Except for Briggs no one was out there to hear me, so I could get away with this. On a small roll, I continued.

-And you, titans of the earth, bearer’s of mens’ fates! The blood of your workers flows from your mouths! Release yourselves from slavery to unseen forces!1 Return to your hearts, all mankind, and follow God alone!

It was all over the top and ridiculous, played in broad comic pitch. But it was like something had gotten released. I guess I was more wound up than I realized. I’d been studying Latin all summer.

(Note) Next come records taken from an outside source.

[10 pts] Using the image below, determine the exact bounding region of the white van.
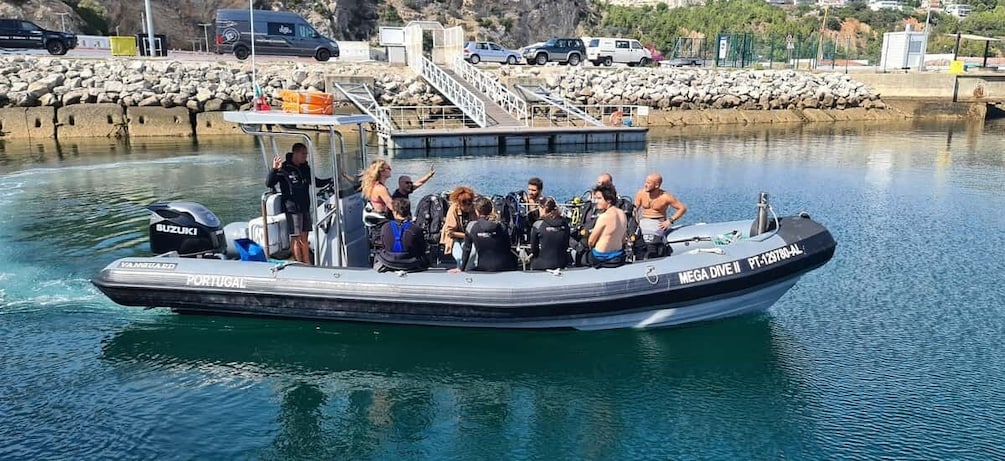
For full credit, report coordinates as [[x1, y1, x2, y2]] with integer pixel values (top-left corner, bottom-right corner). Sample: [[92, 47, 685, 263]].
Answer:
[[586, 37, 652, 66], [216, 9, 339, 61], [946, 3, 973, 19]]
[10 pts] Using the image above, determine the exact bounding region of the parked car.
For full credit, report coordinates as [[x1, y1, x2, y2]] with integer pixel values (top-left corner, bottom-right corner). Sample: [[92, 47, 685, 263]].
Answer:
[[524, 37, 586, 65], [0, 19, 76, 54], [216, 8, 339, 61], [586, 37, 652, 66], [464, 41, 520, 65], [659, 57, 705, 67]]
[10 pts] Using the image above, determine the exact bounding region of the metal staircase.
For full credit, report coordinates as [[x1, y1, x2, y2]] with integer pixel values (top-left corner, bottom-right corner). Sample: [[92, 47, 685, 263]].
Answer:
[[334, 81, 395, 137], [517, 84, 604, 127], [448, 55, 528, 127], [419, 56, 488, 128]]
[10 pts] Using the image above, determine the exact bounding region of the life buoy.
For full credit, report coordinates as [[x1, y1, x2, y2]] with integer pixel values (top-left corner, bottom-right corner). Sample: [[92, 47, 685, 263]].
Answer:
[[611, 108, 624, 127]]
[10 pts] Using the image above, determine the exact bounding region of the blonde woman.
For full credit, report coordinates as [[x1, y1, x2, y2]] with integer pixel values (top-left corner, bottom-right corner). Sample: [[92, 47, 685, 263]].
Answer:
[[440, 186, 477, 267], [363, 160, 391, 219]]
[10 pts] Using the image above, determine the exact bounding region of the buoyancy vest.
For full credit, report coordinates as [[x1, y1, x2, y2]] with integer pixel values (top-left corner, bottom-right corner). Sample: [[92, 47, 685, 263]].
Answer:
[[391, 221, 412, 253]]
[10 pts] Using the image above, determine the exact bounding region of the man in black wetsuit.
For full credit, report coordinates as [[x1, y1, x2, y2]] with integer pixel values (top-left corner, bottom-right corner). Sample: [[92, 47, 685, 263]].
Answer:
[[531, 197, 569, 270], [265, 143, 332, 264], [374, 198, 429, 272], [450, 197, 517, 272]]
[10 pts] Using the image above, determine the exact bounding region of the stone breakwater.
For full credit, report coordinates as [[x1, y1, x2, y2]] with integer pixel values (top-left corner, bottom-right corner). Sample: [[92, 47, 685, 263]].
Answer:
[[500, 67, 885, 110], [0, 56, 884, 112], [0, 56, 903, 139]]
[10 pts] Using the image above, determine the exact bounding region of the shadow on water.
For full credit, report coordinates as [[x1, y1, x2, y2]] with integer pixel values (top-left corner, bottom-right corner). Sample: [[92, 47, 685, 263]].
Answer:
[[102, 315, 812, 459]]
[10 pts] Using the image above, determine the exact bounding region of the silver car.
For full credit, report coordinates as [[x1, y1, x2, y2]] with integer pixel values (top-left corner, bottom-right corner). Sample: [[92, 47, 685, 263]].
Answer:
[[464, 41, 520, 65]]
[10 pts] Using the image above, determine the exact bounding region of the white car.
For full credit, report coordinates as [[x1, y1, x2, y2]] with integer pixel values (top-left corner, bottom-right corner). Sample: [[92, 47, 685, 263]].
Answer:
[[464, 41, 520, 65]]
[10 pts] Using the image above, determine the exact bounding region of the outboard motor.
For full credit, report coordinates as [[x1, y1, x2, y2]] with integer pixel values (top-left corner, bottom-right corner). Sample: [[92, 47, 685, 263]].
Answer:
[[751, 192, 768, 237], [147, 202, 227, 257]]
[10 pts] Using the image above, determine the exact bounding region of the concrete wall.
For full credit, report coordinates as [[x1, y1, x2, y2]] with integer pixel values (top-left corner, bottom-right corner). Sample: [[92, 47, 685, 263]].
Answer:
[[126, 106, 195, 138], [852, 72, 1005, 101], [339, 41, 370, 62], [0, 107, 56, 140], [55, 103, 126, 139]]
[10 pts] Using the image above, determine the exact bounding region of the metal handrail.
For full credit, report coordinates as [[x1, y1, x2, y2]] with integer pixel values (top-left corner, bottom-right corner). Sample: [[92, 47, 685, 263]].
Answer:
[[382, 105, 473, 130], [517, 85, 604, 127], [335, 82, 394, 135], [451, 55, 528, 125], [528, 103, 649, 127], [421, 56, 487, 128]]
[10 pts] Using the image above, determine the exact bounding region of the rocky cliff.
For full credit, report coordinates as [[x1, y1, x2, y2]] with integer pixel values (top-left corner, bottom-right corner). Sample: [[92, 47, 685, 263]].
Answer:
[[0, 0, 598, 48]]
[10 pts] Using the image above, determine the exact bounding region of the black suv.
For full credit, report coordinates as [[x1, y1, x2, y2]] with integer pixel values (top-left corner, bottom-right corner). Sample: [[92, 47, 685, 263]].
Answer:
[[0, 19, 76, 54], [524, 37, 586, 65]]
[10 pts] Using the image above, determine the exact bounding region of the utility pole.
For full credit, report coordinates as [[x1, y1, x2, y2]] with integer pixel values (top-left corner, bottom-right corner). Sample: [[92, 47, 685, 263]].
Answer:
[[53, 13, 69, 32], [918, 0, 932, 72], [144, 0, 157, 57], [813, 5, 830, 68], [199, 23, 213, 53]]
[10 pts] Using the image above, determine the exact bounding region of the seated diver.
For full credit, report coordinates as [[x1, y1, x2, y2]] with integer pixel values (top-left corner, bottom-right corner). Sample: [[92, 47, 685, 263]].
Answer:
[[450, 197, 517, 272], [374, 198, 429, 272], [531, 198, 569, 270]]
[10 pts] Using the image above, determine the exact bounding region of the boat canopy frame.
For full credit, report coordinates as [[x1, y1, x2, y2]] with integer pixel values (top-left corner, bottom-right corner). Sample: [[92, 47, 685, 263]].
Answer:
[[223, 110, 374, 267]]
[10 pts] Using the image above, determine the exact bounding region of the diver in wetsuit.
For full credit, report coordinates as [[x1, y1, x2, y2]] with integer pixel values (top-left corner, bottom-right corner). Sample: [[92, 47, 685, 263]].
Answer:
[[265, 143, 333, 264], [374, 198, 429, 272], [531, 198, 570, 270], [451, 197, 517, 272]]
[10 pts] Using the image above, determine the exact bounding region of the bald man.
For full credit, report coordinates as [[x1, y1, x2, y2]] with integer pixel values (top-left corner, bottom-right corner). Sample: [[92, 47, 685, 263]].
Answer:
[[391, 165, 436, 200], [635, 173, 687, 235]]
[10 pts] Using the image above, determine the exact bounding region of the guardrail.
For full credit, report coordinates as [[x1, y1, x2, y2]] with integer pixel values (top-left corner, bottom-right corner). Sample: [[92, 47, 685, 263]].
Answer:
[[421, 56, 486, 127], [528, 104, 649, 127], [381, 105, 474, 130], [335, 82, 394, 136], [451, 55, 528, 125]]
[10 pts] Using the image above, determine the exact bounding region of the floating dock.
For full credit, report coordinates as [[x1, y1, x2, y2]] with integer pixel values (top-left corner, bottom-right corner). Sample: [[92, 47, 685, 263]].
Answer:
[[384, 127, 648, 153]]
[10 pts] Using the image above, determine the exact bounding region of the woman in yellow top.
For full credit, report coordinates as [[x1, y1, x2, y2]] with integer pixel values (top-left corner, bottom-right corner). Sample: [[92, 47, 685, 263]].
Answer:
[[363, 160, 391, 219], [440, 186, 477, 267]]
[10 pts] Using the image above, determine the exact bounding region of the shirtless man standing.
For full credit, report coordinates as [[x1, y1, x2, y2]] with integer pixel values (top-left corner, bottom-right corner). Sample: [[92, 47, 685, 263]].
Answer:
[[587, 185, 628, 267], [635, 173, 687, 258], [635, 173, 687, 233]]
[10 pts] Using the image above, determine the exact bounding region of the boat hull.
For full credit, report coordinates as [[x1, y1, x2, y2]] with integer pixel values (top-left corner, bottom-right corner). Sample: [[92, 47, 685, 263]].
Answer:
[[93, 217, 836, 329]]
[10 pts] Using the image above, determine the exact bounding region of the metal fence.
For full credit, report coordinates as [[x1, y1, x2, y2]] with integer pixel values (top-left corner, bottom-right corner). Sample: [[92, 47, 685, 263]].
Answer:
[[665, 32, 868, 69]]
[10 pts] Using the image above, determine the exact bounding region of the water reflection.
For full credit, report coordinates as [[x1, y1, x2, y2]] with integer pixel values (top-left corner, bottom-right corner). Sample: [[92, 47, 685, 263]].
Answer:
[[101, 315, 812, 459]]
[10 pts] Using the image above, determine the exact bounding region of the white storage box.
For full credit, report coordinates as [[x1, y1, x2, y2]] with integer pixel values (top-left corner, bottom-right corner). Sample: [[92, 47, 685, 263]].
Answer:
[[248, 215, 289, 257]]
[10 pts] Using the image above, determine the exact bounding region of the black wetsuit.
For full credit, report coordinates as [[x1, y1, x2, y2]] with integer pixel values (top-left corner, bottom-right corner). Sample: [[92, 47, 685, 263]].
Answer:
[[391, 189, 412, 200], [531, 216, 569, 270], [265, 154, 332, 228], [460, 217, 517, 272], [377, 221, 428, 271]]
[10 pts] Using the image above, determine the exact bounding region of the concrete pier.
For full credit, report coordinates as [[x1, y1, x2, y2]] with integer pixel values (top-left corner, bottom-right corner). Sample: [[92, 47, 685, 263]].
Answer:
[[385, 127, 648, 152]]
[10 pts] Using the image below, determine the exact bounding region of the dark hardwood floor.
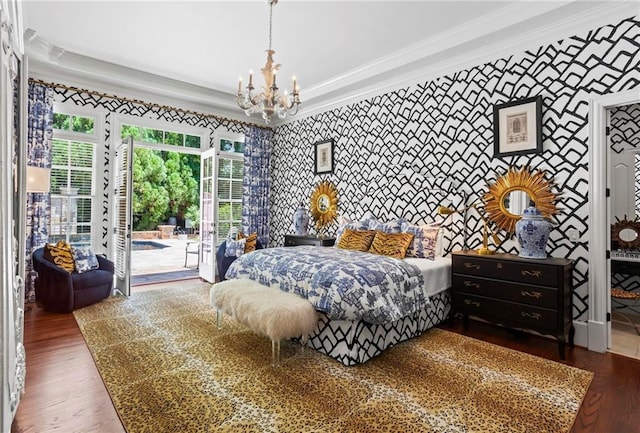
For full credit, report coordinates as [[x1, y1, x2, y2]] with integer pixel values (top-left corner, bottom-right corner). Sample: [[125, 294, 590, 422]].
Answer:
[[11, 306, 640, 433]]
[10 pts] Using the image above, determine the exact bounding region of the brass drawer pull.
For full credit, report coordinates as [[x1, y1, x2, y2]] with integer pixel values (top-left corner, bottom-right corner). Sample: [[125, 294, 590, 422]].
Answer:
[[464, 299, 480, 308]]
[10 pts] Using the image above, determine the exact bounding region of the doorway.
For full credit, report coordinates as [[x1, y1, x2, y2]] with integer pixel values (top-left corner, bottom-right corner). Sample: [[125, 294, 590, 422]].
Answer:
[[131, 145, 200, 287], [587, 90, 640, 358], [607, 103, 640, 359]]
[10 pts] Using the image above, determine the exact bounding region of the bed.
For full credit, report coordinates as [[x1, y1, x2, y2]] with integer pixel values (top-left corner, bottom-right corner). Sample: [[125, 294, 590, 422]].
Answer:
[[226, 173, 466, 365]]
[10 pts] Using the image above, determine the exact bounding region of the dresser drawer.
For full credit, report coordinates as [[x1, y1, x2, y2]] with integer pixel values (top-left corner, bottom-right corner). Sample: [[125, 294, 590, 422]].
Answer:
[[453, 293, 558, 331], [452, 274, 558, 309], [452, 255, 559, 287]]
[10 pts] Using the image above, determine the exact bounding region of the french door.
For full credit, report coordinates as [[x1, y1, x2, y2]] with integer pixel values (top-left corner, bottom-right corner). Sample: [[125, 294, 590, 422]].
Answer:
[[113, 136, 133, 296], [198, 149, 217, 283]]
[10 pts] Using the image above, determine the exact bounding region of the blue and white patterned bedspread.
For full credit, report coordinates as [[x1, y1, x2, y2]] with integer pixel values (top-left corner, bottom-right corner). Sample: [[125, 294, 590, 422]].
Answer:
[[226, 246, 429, 323]]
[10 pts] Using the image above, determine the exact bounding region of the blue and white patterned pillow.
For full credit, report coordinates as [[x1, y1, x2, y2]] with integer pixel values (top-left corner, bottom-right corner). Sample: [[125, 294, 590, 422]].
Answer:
[[73, 247, 100, 274], [402, 222, 440, 260], [224, 238, 247, 257], [335, 213, 377, 245]]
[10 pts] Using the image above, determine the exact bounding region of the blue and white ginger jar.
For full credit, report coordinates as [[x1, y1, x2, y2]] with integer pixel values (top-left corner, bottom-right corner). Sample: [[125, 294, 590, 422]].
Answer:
[[516, 206, 553, 259], [293, 203, 309, 235]]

-And don’t bring that tasteless crumbly [deleted] popcorn around here anymore! Hulls jammed in your teeth all day. No one should have to put up with that kind of–

Brigss turned around and looked up.

-You’re yelling, he said.

So I was. No one, of course, would be able to receive it, whether I was serious or not. It felt great. I went on, while Briggs turned and headed down the street, walking off into the sunset or wherever.